The server 400 may further include an input unit 403. The input unit 403 may be used to receive input numeric or character information and generate keyboard, mouse, joystick, optical or trackball signal inputs related to user settings and function control. Specifically, the input unit 403 may include one or more input devices of a touch pad, a physical keyboard, a mouse, a joystick, and the like.
The server 400 may also include a display unit 404. The display unit 404 may be used to display information input by or provided to the user and various graphical user interfaces of the server, which may be made up of graphics, text, icons, video, and any combination thereof. The Display unit 404 may include a Display panel, and optionally, the Display panel may be configured in the form of a Liquid Crystal Display (LCD), an Organic Light-Emitting Diode (OLED), or the like.
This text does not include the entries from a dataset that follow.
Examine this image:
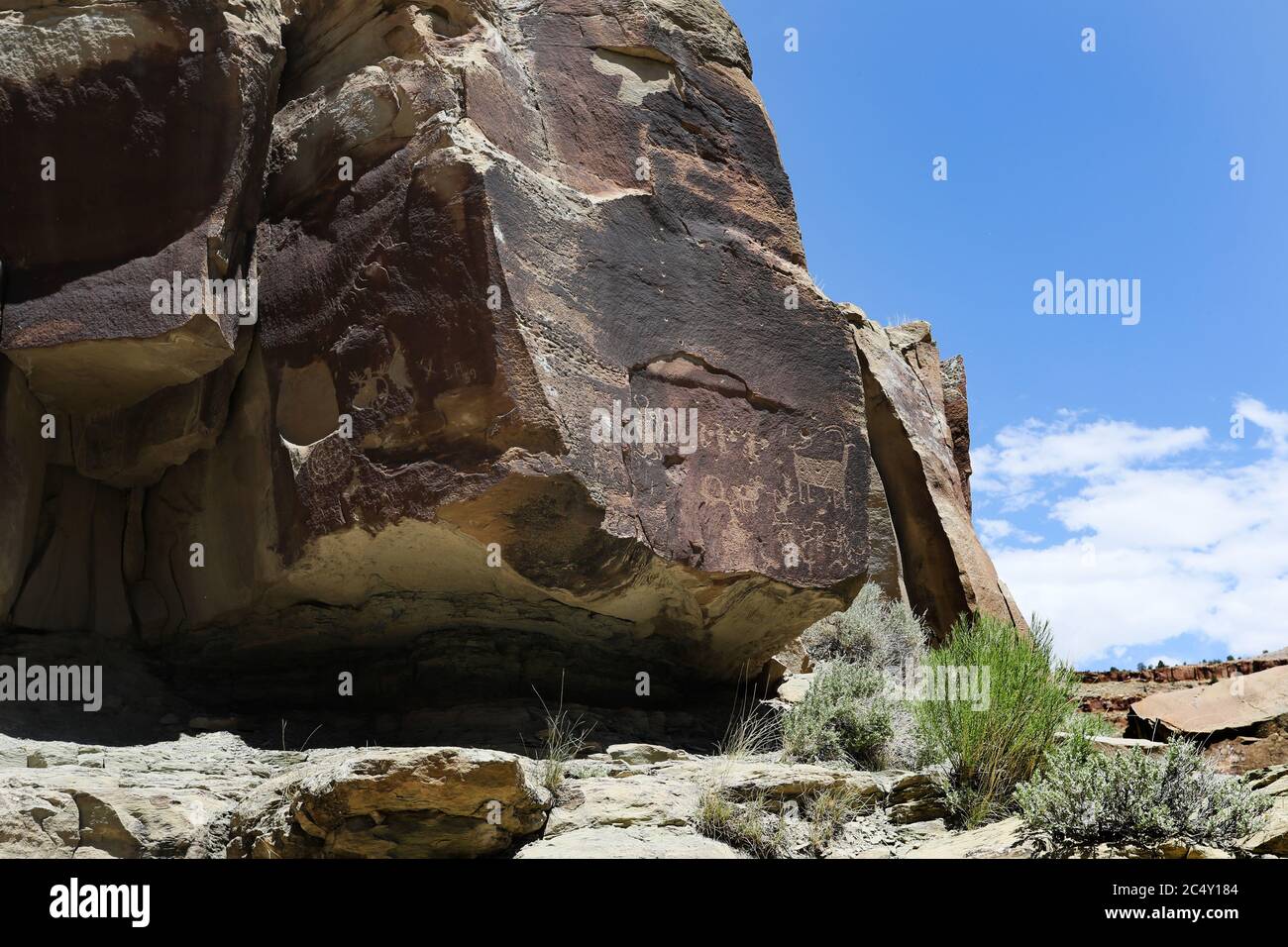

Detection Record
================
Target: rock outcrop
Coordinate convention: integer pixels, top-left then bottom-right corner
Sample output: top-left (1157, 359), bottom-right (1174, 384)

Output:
top-left (0, 733), bottom-right (550, 858)
top-left (1127, 666), bottom-right (1288, 740)
top-left (0, 0), bottom-right (1022, 705)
The server 400 may further include a communication unit 405. The communication unit 405 may be used for receiving and transmitting signals during information transmission and reception, and in particular, the communication unit 405 may receive signals transmitted by a terminal and may process the signals by one or more processors 401.
The server 400 may also include a power supply 406 (e.g., a battery) to power the various components, which in some embodiments may be logically connected to the processor 401 via a power management system to manage charging, discharging, and power consumption management functions via the power management system. The power supply 406 may also include any component of one or more dc or ac power sources, recharging systems, power failure detection circuitry, power converters or inverters, power status indicators, and the like.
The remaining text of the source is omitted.